In no other sporting event can a postman, carpenter, engineer or statistician rub shoulders (often literally) with the future world champions of our sport and prevail.

As a county rider, being known as a ‘Man of the Rás’ signifies a certain sense of pride; that which comes from knowing they have battled the Gods (and in rare cases, defeated them) and lived to tell the tale.

The UCI rank of the Rás has also pushed every Irish rider willing to participate to train harder than they would otherwise, or to see the Rás as an opportunity to demonstrate their strength among an international field.

I fear that without the incentive or opportunity of a UCI ranked Rás that the quality of Irish riders would diminish and many of our younger riders will decide to race abroad before they are ready, having not experienced what it takes to race at continental level.

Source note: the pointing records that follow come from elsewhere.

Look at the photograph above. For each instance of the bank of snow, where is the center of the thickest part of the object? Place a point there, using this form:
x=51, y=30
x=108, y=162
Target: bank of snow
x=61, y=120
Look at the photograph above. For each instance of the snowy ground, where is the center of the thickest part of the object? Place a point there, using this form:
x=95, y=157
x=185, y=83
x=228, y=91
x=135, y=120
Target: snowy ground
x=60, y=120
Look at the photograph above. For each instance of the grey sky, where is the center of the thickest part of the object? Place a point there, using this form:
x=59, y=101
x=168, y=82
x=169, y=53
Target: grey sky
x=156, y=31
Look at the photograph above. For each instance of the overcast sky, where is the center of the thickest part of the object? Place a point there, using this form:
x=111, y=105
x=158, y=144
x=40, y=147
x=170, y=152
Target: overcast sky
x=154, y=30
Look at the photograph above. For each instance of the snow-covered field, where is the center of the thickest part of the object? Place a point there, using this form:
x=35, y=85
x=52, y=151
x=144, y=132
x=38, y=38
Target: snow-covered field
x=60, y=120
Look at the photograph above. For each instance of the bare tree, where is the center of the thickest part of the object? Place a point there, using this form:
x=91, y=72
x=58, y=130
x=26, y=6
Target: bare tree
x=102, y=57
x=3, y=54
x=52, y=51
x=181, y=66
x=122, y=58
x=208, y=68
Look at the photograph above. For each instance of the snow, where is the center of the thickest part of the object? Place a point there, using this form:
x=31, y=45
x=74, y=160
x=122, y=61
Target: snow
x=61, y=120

The Rás is unfortunately an early casualty of the unviable sponsor-driven economic model of cycling, exacerbated somewhat by the looming threat of Brexit.

No other sport has such a strange funding system as cycling, with teams appearing to vanish or change hands from year to year at the whim of a philanthropist’s ego.

The only constant source of revenue for teams comes from the endemic sponsors who must spread themselves across multiple teams.

The departure of Sky as the biggest team sponsor undoubtedly sent shockwaves through financiers, signalling that cycling is not somewhere you want to put a marketing budget if you want a good return on investment.

That ship has been steadied somewhat with Ineos coming in, though it is a controversial sponsor.

Prior to the formation of the Continental level team, national teams filled this space and national federations funded these teams.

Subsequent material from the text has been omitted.